To make better and longer-lasting vaccines, scientists need a greater understanding of how RTS, S works and why its level of protection is modest.

A new study published in The Lancet Microbe has given new insights into how the immune system responds to the RTS, S vaccine to protect against malaria.

The research linked two antibody types, known as IgG and IgA, with protection against malaria in vaccinated children. Antibodies are proteins in the blood that help the body fight infections.

The research team studied how these antibodies work in African children vaccinated with RTS, S.

Professor James Beeson, Burnet head of the Malaria Immunity and Vaccines Group, said the findings showed specific antibody functions can target distinct regions of malaria parasites to prevent disease.

"IgA antibodies are present in the mucous membranes of the nose, throat, and gut and are often considered for their role in preventing respiratory infections," he said.

"However, this new research found that vaccinated children produced IgA antibodies in the blood where they can clear malaria infection and prevent illness.

"We also found that IgG antibodies are crucial for immunity against malaria and work with other parts of the immune system to provide a double punch against the disease."

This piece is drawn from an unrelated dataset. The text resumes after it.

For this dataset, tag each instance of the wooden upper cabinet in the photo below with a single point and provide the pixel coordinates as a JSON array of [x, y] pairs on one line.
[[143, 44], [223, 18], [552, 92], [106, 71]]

The study also found there might be differences in how boys and girls respond to the vaccine, which hasn't been previously studied for malaria vaccines in children.

"The study addresses significant knowledge gaps, as there was no prior research evaluating these specific immune mechanisms in vaccinated children," Professor Beeson said.

"This research represents a pivotal step in enhancing malaria vaccine efficacy and tailoring strategies to different immune responses.

"The next step will be to design vaccines that maximize these protective immune responses."